Et c’est peut-être la leçon la plus précieuse pour tous ceux qui écrivent, écoutent, vivent la musique : une chanson n’a pas besoin de ressembler à une chanson pour toucher. Elle a juste besoin d’être vraie, mémorable, habitée. Le refrain est une des routes possibles. Les Beatles, eux, ont tracé des autoroutes parallèles.

Épilogue : le refrain comme religion, et les Beatles comme hérétiques bien-aimés

Ce qui rend cette histoire si belle, ce n’est pas seulement l’anecdote technique d’un hit sans refrain. C’est ce qu’elle dit de la pop comme art. On a tendance à traiter la structure comme une loi naturelle, alors que ce n’est qu’une convention. Une convention utile, confortable, souvent efficace. Mais une convention, donc quelque chose qu’on peut tordre, détourner, décaler.

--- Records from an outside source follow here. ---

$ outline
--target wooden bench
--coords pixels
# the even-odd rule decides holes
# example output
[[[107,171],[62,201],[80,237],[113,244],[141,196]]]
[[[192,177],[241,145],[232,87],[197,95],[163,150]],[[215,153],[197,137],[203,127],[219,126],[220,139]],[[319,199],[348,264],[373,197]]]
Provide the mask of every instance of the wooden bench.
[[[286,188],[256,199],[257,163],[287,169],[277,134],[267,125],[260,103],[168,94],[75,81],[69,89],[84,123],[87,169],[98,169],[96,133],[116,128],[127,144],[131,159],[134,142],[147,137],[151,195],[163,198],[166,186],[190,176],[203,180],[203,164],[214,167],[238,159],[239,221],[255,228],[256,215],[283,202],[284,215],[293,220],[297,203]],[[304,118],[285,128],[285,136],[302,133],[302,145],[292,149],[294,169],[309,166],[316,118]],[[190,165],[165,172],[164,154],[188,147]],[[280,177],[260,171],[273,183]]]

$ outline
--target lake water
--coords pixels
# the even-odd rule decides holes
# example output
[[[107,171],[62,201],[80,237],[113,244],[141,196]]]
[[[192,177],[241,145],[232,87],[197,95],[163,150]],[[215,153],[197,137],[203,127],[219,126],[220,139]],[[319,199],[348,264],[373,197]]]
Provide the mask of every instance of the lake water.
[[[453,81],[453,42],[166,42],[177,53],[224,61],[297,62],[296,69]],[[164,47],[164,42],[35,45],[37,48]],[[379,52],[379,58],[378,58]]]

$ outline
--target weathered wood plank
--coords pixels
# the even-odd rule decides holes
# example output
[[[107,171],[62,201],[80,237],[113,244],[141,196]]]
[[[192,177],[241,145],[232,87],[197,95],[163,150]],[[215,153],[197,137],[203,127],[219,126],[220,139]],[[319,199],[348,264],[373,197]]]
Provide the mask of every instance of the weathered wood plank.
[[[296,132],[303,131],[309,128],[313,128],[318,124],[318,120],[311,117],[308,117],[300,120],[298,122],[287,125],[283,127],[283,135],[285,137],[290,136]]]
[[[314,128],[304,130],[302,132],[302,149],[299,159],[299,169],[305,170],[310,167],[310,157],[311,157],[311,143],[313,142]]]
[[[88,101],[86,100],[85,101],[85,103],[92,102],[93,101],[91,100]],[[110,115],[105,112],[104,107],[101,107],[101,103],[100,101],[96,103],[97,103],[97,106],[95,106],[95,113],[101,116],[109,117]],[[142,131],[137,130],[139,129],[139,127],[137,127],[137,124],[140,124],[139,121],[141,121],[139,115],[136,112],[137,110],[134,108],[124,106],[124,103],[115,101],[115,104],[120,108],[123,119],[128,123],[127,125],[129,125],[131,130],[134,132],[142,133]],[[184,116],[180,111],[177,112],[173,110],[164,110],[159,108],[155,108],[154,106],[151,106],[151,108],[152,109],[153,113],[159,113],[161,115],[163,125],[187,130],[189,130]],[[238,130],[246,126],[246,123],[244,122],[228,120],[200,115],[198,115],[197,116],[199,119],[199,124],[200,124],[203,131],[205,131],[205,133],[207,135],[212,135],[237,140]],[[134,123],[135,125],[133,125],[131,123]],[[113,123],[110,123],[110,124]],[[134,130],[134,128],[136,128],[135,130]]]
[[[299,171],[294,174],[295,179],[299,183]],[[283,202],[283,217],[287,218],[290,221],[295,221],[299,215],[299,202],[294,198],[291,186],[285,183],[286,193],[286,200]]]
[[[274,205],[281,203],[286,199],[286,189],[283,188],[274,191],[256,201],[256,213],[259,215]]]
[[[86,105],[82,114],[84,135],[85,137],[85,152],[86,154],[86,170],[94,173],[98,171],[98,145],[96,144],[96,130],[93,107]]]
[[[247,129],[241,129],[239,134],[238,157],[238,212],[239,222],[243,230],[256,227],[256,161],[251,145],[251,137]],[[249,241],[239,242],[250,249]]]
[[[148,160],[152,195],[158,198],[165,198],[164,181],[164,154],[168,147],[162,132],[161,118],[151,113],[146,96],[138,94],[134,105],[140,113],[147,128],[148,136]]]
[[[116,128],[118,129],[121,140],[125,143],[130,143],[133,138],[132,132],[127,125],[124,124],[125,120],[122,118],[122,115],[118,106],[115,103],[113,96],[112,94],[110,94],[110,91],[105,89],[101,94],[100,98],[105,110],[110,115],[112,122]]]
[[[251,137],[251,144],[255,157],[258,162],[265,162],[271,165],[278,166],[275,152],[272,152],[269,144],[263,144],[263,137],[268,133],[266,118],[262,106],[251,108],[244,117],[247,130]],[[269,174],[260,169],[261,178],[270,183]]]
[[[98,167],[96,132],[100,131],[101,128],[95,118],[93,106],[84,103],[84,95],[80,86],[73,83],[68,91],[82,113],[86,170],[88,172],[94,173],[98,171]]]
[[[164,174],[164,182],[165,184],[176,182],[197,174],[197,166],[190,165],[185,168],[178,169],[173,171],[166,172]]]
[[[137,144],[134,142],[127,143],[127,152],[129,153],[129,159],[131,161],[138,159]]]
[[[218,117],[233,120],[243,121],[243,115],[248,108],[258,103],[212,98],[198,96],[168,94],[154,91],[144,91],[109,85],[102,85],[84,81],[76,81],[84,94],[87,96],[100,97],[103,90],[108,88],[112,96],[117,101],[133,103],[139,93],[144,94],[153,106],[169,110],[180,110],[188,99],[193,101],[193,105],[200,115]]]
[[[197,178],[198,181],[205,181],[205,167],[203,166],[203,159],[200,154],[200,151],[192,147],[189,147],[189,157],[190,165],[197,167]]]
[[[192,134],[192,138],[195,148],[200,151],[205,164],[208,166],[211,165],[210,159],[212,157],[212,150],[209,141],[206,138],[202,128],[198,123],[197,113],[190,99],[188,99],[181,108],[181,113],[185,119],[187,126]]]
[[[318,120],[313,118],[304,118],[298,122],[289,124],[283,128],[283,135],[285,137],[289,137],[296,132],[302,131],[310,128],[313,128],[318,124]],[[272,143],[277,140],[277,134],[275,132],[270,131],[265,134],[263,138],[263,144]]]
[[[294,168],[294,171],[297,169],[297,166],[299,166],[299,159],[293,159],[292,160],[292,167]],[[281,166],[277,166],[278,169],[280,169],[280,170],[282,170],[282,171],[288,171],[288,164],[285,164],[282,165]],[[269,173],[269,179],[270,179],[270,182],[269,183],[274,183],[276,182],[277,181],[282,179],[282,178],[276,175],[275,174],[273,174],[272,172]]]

Les Beatles ont tordu. Ils ont détourné. Ils ont décalé. Ils ont pris le refrain, ce petit dieu des radios, et ils lui ont dit : tu n’es pas indispensable. Pas parce qu’ils méprisaient le plaisir immédiat, mais parce qu’ils avaient compris que le plaisir pouvait naître ailleurs, dans un souffle, dans une montée, dans une coda, dans un simple mot comme “Yesterday”, dans une foule de “na na na” qui transforme un stade en chorale.

C’est aussi pour ça que leurs chansons continuent de se transmettre. Parce qu’elles ne sont pas seulement des objets d’époque. Elles sont des leçons de liberté. Et tant que l’on écoutera The Beatles, on se souviendra qu’une recette n’est jamais qu’une option, pas une destinée.